Backyard composting

Composting is the breakdown of organic materials by bacteria, fungi, worms and small insects. The end product is a dark, earthy, soil-like substance called compost that you can use to improve the fertility, aeration, and moisture-holding capacity of your soil, giving your flowers and vegetables the nutrients they need to grow.
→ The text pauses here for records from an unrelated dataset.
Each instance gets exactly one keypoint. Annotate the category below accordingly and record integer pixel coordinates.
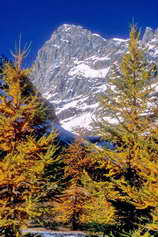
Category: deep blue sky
(37, 19)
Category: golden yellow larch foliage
(23, 157)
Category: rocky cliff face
(72, 68)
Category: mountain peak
(74, 65)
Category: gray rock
(73, 66)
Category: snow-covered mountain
(73, 66)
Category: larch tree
(128, 118)
(24, 155)
(70, 206)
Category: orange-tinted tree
(23, 156)
(128, 112)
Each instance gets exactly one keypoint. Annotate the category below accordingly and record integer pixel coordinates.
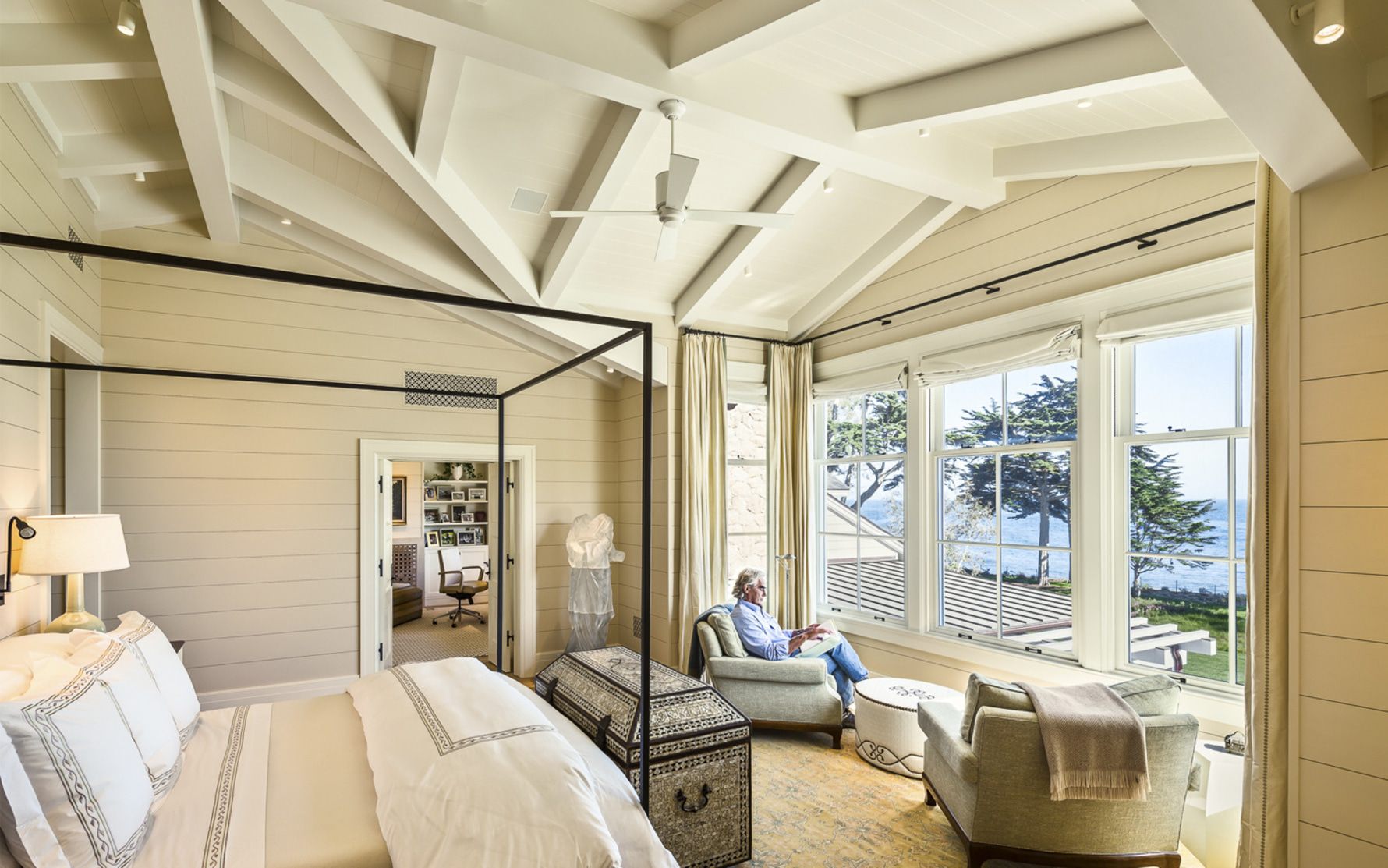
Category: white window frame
(1119, 360)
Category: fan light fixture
(1327, 19)
(126, 19)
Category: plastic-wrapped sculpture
(590, 581)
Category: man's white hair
(745, 579)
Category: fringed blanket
(1094, 743)
(468, 773)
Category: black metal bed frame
(631, 329)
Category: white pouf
(889, 735)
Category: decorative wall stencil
(427, 380)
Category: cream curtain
(1263, 834)
(703, 501)
(790, 380)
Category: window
(745, 443)
(1181, 442)
(1003, 449)
(862, 514)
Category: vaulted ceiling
(427, 140)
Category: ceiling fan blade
(667, 243)
(603, 213)
(679, 181)
(743, 218)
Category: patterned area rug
(816, 806)
(420, 640)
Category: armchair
(994, 789)
(775, 693)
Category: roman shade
(980, 360)
(1215, 310)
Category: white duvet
(462, 767)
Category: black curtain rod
(1142, 239)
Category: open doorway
(432, 551)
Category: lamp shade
(74, 544)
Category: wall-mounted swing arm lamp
(25, 532)
(1327, 19)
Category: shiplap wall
(34, 200)
(240, 500)
(1344, 517)
(1041, 221)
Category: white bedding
(464, 767)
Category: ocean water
(1026, 531)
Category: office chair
(451, 583)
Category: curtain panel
(1262, 842)
(790, 381)
(703, 482)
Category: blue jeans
(845, 668)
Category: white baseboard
(274, 693)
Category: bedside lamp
(74, 544)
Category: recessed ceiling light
(126, 19)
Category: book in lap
(823, 645)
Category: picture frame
(397, 500)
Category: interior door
(500, 498)
(384, 554)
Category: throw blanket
(466, 770)
(696, 665)
(1094, 743)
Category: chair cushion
(728, 638)
(1149, 695)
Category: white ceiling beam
(147, 207)
(439, 83)
(800, 181)
(74, 53)
(594, 50)
(898, 240)
(374, 266)
(1176, 145)
(736, 28)
(1112, 63)
(1302, 106)
(311, 49)
(183, 46)
(119, 153)
(306, 199)
(632, 131)
(279, 96)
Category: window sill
(1219, 711)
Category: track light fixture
(1327, 19)
(126, 23)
Backyard composting can be done in either purchased or home-made bins or simple open piles.

Compost "ingredients"

Use the following in your compost:

  • "Browns" are dry, carbon-rich organic materials like: 
    • dry leaves
    • straw or hay
    • wood chips
    • sawdust
    • napkins
    • newspaper
    • vacuum cleanings
  • "Greens" are moist, nitrogen-rich materials like:
    • grass cuttings
    • fruit and vegetable peelings or scraps
    • tea bags
    • pasta
    • coffee grounds
    • stale bread 
    • eggshells

Do not place the following in your backyard composter:

  • meat, fish, bones, fats and oils
  • dairy products
  • weeds that have gone to seed
  • pet waste and kitty litter

Tips for starting your own backyard composting

  • Backyard composting containers are available at many garden centres around the Halifax region.
  • Your composter should be in a shady or partially shaded site, conveniently close to your house.
  • Place a layer (15 cm) of brown material and a handful of soil in your composter to get started. 
  • Alternate layers of green and brown material in your composter. Always cover kitchen waste with brown material. It's a good idea to stockpile bags of leaves or other brown material in the fall, for this purpose.
  • Add water as needed—the pile should stay moist, but not wet. If your pile is too wet, adding brown material will solve the problem.
  • Turn the pile every two weeks (for faster composting), or simply poke a few holes into the centre of the pile (for slower composting) to keep oxygen flow up.
  • Keep adding to the pile, always covering your green material with a layer of brown material.
  • Vermicomposting is another way you can compost at home.

What to do with finished compost

Once your compost has “cooked” and becomes usable, add it to your garden by mixing it into the top 6” of soil.

Mix one part compost to two parts soil in potting and transplant mixes. Spread screened compost can over your lawn (for best results, spread after your lawn is aerated).